File photo showing a volunteer with the White Helmets searching for survivors after an airstrike in Armanaz, a rural area of Idlib Province, northern Syria, on Sept 30, 2017. PHOTO: EPA-EFE

BEIRUT (AFP) - Syria's White Helmets rescue force said on Sunday (July 22) some of its volunteers had arrived in Jordan after being evacuated out of a southern region where rebels agreed to a regime takeover.

Here is an overview of the group, whose volunteers are known for their white hard hats and work in opposition-controlled parts of the war-torn country.

THOUSANDS OF VOLUNTEERS

The group emerged in 2013, when Syria's civil war was nearing its third year, and operates in battered opposition-held zones.

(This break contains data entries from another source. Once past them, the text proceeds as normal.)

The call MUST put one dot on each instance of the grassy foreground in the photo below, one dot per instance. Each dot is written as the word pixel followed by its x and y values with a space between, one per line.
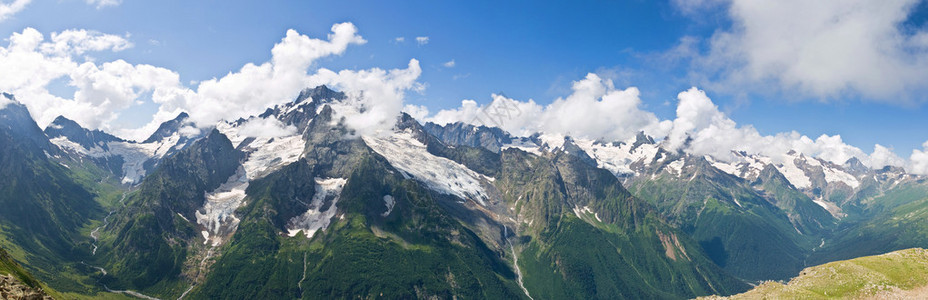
pixel 895 275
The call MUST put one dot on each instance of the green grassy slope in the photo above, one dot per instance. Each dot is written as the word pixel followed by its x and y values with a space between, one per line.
pixel 889 276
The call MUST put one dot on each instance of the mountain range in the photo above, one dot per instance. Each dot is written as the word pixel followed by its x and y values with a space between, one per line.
pixel 293 203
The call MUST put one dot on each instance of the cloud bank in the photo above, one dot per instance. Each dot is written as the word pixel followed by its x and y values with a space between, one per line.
pixel 597 110
pixel 34 63
pixel 823 49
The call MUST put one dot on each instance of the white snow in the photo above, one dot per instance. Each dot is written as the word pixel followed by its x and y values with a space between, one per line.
pixel 676 167
pixel 552 141
pixel 389 202
pixel 618 159
pixel 730 168
pixel 265 154
pixel 134 155
pixel 836 175
pixel 523 144
pixel 821 203
pixel 262 156
pixel 586 209
pixel 795 175
pixel 443 175
pixel 314 219
pixel 218 216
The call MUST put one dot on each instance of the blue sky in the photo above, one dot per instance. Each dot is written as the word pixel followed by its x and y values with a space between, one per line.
pixel 524 49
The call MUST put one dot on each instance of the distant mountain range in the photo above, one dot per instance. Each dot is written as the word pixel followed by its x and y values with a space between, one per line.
pixel 292 204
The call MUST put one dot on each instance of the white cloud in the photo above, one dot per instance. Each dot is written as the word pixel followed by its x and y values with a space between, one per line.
pixel 265 128
pixel 823 49
pixel 104 3
pixel 80 41
pixel 255 87
pixel 918 162
pixel 4 101
pixel 375 96
pixel 103 90
pixel 9 9
pixel 595 109
pixel 31 63
pixel 418 112
pixel 883 156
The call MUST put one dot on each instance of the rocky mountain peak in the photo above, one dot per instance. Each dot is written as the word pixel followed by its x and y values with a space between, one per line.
pixel 64 127
pixel 169 128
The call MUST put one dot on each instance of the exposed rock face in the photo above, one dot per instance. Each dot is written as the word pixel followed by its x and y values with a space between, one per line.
pixel 490 138
pixel 11 288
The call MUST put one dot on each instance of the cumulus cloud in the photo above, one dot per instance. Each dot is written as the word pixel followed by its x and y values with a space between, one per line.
pixel 595 109
pixel 375 96
pixel 918 162
pixel 31 63
pixel 700 128
pixel 883 156
pixel 9 9
pixel 79 41
pixel 104 3
pixel 819 49
pixel 103 90
pixel 255 87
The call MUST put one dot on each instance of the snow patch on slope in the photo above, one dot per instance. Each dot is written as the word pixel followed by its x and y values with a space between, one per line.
pixel 443 175
pixel 523 144
pixel 134 155
pixel 266 153
pixel 618 159
pixel 676 167
pixel 389 202
pixel 794 174
pixel 834 175
pixel 315 219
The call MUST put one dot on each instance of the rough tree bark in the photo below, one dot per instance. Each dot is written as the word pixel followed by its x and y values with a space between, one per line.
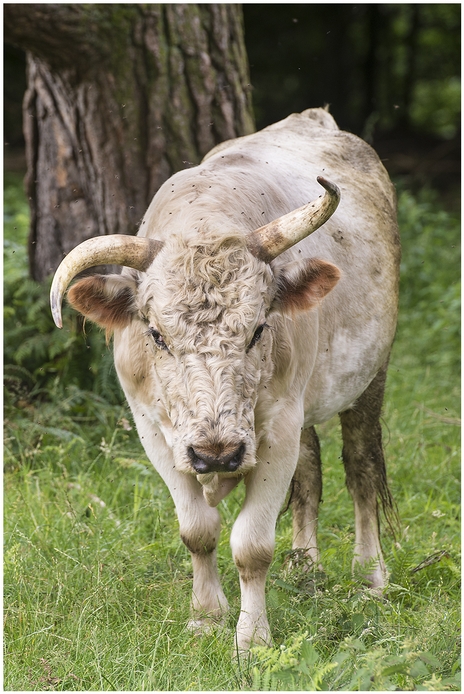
pixel 119 97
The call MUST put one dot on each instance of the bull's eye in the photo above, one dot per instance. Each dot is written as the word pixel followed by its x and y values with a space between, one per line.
pixel 256 336
pixel 158 338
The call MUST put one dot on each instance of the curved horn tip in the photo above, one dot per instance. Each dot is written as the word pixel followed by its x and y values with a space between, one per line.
pixel 328 185
pixel 56 311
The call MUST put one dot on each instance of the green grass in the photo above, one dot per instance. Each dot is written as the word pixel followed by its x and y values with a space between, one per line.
pixel 97 582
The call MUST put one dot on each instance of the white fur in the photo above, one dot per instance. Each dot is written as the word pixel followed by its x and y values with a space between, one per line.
pixel 206 295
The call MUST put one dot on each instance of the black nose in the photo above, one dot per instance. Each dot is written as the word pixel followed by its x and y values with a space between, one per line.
pixel 203 461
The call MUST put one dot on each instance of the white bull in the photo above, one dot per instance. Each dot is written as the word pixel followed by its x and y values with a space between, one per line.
pixel 235 332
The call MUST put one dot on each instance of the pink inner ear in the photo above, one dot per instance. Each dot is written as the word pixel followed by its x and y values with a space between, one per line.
pixel 306 286
pixel 96 301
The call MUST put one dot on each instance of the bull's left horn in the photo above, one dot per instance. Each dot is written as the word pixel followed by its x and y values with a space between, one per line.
pixel 269 241
pixel 117 249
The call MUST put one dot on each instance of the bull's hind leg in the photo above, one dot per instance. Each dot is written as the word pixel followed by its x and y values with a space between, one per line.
pixel 366 478
pixel 305 499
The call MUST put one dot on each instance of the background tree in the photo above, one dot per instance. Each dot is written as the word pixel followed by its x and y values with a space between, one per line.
pixel 118 98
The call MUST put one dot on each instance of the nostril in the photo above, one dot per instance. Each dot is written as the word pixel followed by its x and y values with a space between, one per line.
pixel 204 461
pixel 234 460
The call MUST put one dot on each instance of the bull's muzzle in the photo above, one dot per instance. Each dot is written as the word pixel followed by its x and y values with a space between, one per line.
pixel 205 461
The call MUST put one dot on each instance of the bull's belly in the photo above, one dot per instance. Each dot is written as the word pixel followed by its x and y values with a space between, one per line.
pixel 337 381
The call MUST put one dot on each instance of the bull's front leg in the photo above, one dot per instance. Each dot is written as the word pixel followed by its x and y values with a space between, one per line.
pixel 199 526
pixel 253 535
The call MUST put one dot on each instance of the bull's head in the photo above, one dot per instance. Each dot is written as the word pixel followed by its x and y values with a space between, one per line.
pixel 191 324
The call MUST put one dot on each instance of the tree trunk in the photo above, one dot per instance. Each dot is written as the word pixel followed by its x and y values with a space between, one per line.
pixel 120 97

It was not until the following year that it took its current form and began to be known as the "White Helmets" for the distinctive hard hats worn by its members.

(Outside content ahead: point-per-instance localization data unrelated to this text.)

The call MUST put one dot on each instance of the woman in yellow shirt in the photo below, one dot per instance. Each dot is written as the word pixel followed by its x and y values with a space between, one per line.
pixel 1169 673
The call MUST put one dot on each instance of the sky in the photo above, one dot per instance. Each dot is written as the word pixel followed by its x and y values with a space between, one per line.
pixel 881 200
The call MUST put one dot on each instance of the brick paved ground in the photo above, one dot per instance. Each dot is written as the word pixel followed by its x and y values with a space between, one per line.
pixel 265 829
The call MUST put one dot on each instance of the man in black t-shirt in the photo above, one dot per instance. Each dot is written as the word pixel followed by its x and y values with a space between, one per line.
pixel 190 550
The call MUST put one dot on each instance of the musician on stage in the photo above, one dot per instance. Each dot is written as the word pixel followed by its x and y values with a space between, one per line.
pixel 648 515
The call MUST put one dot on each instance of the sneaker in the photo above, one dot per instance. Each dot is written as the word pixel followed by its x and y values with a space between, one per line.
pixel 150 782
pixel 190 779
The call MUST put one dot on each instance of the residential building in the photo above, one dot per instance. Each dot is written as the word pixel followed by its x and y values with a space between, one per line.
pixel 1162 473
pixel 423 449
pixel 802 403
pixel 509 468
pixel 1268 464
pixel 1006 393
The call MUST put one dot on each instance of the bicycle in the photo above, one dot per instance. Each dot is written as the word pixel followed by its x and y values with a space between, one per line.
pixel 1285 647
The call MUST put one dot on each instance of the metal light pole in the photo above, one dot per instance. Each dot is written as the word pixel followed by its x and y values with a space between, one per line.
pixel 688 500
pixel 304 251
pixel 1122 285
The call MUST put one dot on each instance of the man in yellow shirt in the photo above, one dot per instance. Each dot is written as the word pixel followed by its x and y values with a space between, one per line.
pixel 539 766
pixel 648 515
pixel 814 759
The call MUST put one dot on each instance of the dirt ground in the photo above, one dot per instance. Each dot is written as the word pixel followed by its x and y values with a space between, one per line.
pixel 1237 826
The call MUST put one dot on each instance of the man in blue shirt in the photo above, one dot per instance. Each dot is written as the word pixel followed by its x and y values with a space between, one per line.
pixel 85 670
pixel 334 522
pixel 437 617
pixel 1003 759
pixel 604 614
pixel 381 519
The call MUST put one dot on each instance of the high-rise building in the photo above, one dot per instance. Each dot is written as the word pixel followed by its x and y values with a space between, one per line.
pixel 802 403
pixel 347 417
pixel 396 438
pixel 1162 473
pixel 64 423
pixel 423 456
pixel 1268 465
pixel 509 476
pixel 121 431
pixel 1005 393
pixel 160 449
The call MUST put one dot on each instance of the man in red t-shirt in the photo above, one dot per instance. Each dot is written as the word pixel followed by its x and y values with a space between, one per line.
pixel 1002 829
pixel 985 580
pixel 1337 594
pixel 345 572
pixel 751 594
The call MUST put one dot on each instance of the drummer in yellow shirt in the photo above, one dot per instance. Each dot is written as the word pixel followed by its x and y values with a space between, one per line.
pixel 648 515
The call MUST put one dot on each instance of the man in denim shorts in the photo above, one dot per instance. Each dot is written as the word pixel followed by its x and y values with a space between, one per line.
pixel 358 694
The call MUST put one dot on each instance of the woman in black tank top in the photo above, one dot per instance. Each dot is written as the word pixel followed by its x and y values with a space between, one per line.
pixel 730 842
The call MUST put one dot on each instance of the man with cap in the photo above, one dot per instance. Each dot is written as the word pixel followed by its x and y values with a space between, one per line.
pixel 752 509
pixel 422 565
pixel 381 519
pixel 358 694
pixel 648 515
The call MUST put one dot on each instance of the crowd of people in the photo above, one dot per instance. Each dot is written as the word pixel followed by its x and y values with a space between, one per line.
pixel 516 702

All are volunteers who had different occupations before the repression of anti-government protests in 2011 spiralled into full-blown civil war.

In their previous lives, they were bakers, decorators or even students.

A vast majority of the group's 3,750 members are men, but it does include female rescuers. More than 250 members have died in the war, White Helmet chief Raed Saleh says.

'SAVE ALL OF HUMANITY'

Some of its members have received training abroad, returning to instruct colleagues on search-and-rescue techniques.

The group has received funding from a number of governments, including Britain, Denmark, Germany, Japan, the Netherlands and the United States.

But it also solicits individual donations to purchase equipment, including their signature hard hats which cost around US$145 (S$198) each.

Since 2013, they have rescued thousands of civilians trapped under the rubble after air strikes or caught up in fighting on different fronts of the war.

The group's motto - "To save one life is to save all of humanity" - is drawn from a verse in the Koran, although the White Helmets insist they help all victims, regardless of religion.

NOBEL NOMINATION

But the group has attracted criticism, mostly from backers of President Bashar al-Assad's government.

Assad himself, in an interview with Agence France-Presse last year, accused the group's members of being "Al-Qaeda" militants.

He said their members "shaved their beards, wore white hats, and appeared as humanitarian heroes, which is not the case".

But elsewhere, the volunteers have been hailed as "real life heroes" focused only on saving lives.

They were nominated for the Nobel Peace Prize in 2016, but ultimately did not win.

A short documentary about them won an Oscar last year, helping to bring them further international renown.